Their rented home in Georgetown was described as generally satisfactory.  The Eatons were “pleasantly situated” and shared a garden with “Old Lady Poe”.  Her garden was “an old fashioned garden”.[5]  I wonder what a modern garden would have been in 1861.  The garden had a fine bed of asparagus and contained all types of herbs such as tansy, rue, sage, thyme, wormwood, etc.  The flower gardens, bordered with chives, contained names of plants I do not recognize.  Old Lady Poe was Elizabeth Hephner Poe, wife of Thomas Poe Sr and mother of Nancy Ann (Poe) Ebert.  Although Mary S Eaton claimed the owner of the property was a son of Old Lady Poe, I assume Capt George W Ebert and his wife were the landlords.  From the property deed,  George W Ebert bought the property from Jacob Poe in 1845.   That property is now owned by Judy, my sister,  and Nick Maravich.  Some years ago, a large asparagus bed existed on the property which supports the argument that the small house next to the Ebert home was the property rented by Rev Eaton.  A second supporting argument is that Elizabeth Hephner Poe was credited with starting the Methodist community in Georgetown in 1834 so she would have been interested in supporting the new minister.  Lastly, Elizabeth Hephner would have been age 75 in 1861 and living with her daughter’s family.  As the oldest Poe in town, she earned the title – Old Lady Poe.

 

When the Eatons arrived in Georgetown, it was the first year of the Civil War.  Mary S Eaton wrote in her journal “It was a pretty site to see the fleet go down the river.”  The decks were crowded with soldiers.  The banks of the Ohio were lined with men, women, and children cheering.  Several Georgetown boys went to war, among them “two sons of the widow Mahaffy”.[6]   Most if not all the men from Georgetown, enlisted or drafted, served in the Eastern Theater of the Civil War.   Most of the other men worked on steamboats which served as civilian transports for Union troops and supplies on the inland rivers in the Western Theater.  The captains and pilots were in their late forties when the war started.  They were not young and their work was dangerous.

 

The next year,1862, a diphtheria outbreak raged in Jul and Aug.  Although there were many deaths according to the journal, I did not recognize the names of the victims.  Maybe Georgetown was not affected.  Other places on the Georgetown Circuit included Hookstown, Jones, New Cumberland, and Green Valley.  One of those places may have suffered the diphtheria epidemic.   At that time doctors were powerless to save victims of diphtheria.  And to compound that helplessness, there was no undertaker in Georgetown so funeral arrangements were made by family and friends.

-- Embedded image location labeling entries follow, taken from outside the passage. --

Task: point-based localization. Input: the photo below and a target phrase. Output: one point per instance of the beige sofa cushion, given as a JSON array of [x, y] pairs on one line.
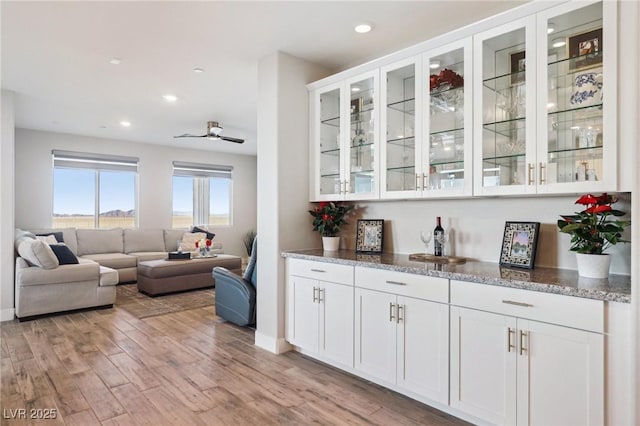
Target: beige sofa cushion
[[94, 241], [113, 260], [68, 234], [171, 238], [137, 240], [38, 253]]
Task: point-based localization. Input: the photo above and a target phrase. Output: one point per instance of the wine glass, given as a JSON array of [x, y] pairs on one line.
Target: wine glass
[[443, 239], [425, 236]]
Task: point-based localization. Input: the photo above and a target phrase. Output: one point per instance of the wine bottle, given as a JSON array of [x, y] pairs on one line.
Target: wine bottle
[[437, 232]]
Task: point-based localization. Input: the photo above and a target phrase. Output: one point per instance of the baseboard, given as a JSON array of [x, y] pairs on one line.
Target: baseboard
[[7, 314], [271, 344]]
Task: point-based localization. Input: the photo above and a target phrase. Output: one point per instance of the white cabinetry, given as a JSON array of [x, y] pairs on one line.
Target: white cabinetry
[[320, 310], [401, 331], [521, 357], [344, 139]]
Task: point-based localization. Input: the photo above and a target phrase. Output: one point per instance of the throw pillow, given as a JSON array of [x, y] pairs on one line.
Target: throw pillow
[[64, 254], [49, 239], [57, 235], [38, 253], [210, 235], [189, 240]]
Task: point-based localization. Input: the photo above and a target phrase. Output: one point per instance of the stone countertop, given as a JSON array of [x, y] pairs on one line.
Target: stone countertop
[[617, 288]]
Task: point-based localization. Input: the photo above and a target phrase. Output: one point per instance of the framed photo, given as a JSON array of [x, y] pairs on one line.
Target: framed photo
[[586, 48], [518, 67], [369, 235], [519, 244]]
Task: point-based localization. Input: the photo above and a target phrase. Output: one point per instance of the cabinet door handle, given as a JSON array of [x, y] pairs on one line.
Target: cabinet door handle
[[395, 282], [510, 332], [522, 336], [511, 302]]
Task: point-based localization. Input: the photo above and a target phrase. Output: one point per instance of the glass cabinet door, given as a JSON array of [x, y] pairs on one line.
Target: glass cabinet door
[[579, 142], [447, 155], [400, 142], [361, 173], [505, 109], [331, 184]]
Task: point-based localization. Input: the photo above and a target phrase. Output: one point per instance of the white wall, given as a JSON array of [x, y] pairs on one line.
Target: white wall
[[477, 226], [6, 207], [283, 152], [34, 181]]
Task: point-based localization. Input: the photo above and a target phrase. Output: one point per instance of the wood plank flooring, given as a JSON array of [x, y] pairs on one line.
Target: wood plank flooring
[[186, 368]]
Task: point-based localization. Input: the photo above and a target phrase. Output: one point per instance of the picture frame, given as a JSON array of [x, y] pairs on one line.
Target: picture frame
[[519, 244], [369, 235], [518, 67], [586, 48]]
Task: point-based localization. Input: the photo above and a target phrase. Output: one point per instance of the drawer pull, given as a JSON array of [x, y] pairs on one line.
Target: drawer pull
[[395, 282], [511, 302]]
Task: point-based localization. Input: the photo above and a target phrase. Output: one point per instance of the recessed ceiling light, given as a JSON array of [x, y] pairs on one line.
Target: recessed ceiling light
[[362, 28]]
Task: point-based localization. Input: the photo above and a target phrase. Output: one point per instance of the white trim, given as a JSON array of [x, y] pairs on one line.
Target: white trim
[[274, 345], [7, 314]]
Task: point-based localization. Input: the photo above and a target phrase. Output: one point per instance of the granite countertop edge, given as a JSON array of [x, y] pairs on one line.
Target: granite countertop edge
[[607, 295]]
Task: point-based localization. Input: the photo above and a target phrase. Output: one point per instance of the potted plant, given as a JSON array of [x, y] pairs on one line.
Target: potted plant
[[592, 232], [328, 217]]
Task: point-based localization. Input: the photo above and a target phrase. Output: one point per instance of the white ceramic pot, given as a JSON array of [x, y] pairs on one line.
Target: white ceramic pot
[[330, 243], [593, 265]]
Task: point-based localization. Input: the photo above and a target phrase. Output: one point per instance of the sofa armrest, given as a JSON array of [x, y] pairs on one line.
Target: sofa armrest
[[32, 275]]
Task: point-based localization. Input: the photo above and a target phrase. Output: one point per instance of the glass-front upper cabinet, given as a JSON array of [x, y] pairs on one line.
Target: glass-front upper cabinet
[[446, 156], [344, 140], [576, 122], [504, 109]]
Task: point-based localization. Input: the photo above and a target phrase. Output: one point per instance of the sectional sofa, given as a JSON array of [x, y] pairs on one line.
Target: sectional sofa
[[105, 258]]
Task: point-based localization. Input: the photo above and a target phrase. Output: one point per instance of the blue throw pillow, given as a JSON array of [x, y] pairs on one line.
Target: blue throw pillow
[[64, 254], [210, 235]]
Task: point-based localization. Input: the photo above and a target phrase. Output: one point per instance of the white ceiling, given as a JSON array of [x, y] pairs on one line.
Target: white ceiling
[[55, 57]]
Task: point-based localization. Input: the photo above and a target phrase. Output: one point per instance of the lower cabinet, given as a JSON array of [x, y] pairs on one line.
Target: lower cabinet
[[321, 316], [402, 340], [511, 370]]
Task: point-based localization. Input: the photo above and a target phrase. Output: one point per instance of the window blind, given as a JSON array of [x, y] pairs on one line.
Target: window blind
[[81, 160], [201, 170]]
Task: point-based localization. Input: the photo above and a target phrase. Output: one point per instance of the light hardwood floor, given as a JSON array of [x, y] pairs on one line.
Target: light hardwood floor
[[185, 368]]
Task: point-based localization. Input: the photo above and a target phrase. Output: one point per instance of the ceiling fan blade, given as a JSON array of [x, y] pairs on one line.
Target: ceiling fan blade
[[187, 135], [228, 139]]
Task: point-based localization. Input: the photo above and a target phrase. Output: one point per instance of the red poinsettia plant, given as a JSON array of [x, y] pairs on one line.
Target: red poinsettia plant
[[592, 230], [328, 217]]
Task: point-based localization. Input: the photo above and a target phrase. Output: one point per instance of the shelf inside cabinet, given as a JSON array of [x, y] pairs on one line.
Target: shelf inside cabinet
[[407, 106]]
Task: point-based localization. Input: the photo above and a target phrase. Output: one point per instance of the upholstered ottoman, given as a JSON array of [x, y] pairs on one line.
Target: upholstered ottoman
[[167, 276]]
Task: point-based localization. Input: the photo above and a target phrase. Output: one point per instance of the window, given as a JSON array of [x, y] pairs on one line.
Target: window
[[94, 191], [201, 195]]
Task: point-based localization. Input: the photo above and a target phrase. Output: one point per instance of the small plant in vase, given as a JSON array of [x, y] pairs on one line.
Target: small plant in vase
[[328, 217], [593, 231]]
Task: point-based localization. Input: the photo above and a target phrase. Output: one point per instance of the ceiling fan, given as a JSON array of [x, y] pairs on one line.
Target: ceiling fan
[[213, 133]]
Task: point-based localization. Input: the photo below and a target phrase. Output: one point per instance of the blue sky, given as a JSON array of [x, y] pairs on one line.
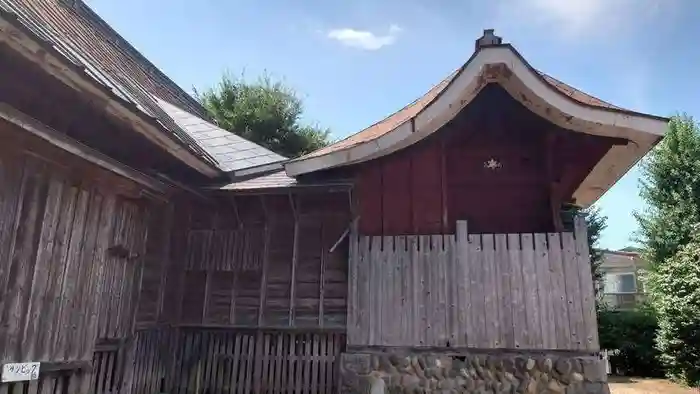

In 1863, the Eatons were assigned by the Pittsburgh Conference to Shawtown (Shousetown known for its boatyard) a short move up the Ohio River and less distant from Georgetown than some of the points on the Georgetown Circuit.  Like their first night in Georgetown two years earlier, the Eatons stayed their last night with their “dear old friends Brother Calhoun and his daughter. [7]

 

 

 

References.


[1] Mary Salome Eaton, Memories of the Wife of an Itinerant Methodist Preacher, (The Commission on Archives and History Western PA Conference United Methodist Church, 1989), p 22.
[2] Mary Salome Eaton, Memories of the Wife of an Itinerant Methodist Preacher, (The Commission on Archives and History Western PA Conference United Methodist Church, 1989), p 1.
[3] Mary Salome Eaton, Memories of the Wife of an Itinerant Methodist Preacher, (The Commission on Archives and History Western PA Conference United Methodist Church, 1989), p 23.
[4] Mary Salome Eaton, Memories of the Wife of an Itinerant Methodist Preacher, (The Commission on Archives and History Western PA Conference United Methodist Church, 1989), p 23.
[5] Mary Salome Eaton, Memories of the Wife of an Itinerant Methodist Preacher, (The Commission on Archives and History Western PA Conference United Methodist Church, 1989), p 24.
[6] Mary Salome Eaton, Memories of the Wife of an Itinerant Methodist Preacher, (The Commission on Archives and History Western PA Conference United Methodist Church, 1989), p 24.
[7] Mary Salome Eaton, Memories of the Wife of an Itinerant Methodist Preacher, (The Commission on Archives and History Western PA Conference United Methodist Church, 1989), p 27.